# What is the difference between decidability and computability?

If they are different, what are the typical problems in each that do not fall on the other category? Or are the mutually exclusive or does one completely capture the other?

• Computability is a property of functions, decidability is a property of languages (and problems they represent). I know of no other distinction other than that. – mrk Sep 15 '12 at 2:11
• Thanks...I'm curious though: What are some typical examples of functions that are not computable? And is a language a finite set of strings? What makes a language be decidable or not? – sdfasdgasg Sep 15 '12 at 2:14
• A required property of an algorithm is that of termination, computable functions are defined to capture this property. Therefor, any Turing machine program/function computer that does not halt on all inputs is non-computable. A language is a set of strings over some finite alphabet; the language might be infinite (e.g, the set of binary strings).

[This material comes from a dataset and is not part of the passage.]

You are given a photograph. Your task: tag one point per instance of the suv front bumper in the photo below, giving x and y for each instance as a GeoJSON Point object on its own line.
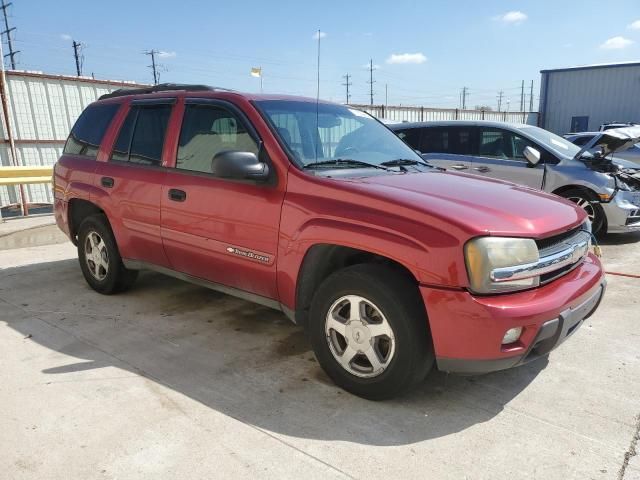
{"type": "Point", "coordinates": [467, 330]}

A language is decidable if there is a Turing machine (actually, I should say Turing machine program) that decides membership in that language (says YES if the input string belongs in the language). – mrk Sep 15 '12 at 2:24
• W.r.t. your last sentence: Why does the Turing machine care about whether the input string is part of a particular language (it can't read/evaluate it all at once anyway). Isn't all that matters consisting of whether the TM can read the symbol where its head currently is and the TM's current state? – sdfasdgasg Sep 15 '12 at 2:51
• Again, this is pretty basic, mostly definitory stuff. You should spend some more effort on your questions, detailing where your problem lies. – Raphael Sep 15 '12 at 13:09

A set of finite strings is computable if it membership problem in that set (given $x$, is $x \in L$?) can be decided algorithmicaly (more formally using a Turing machine).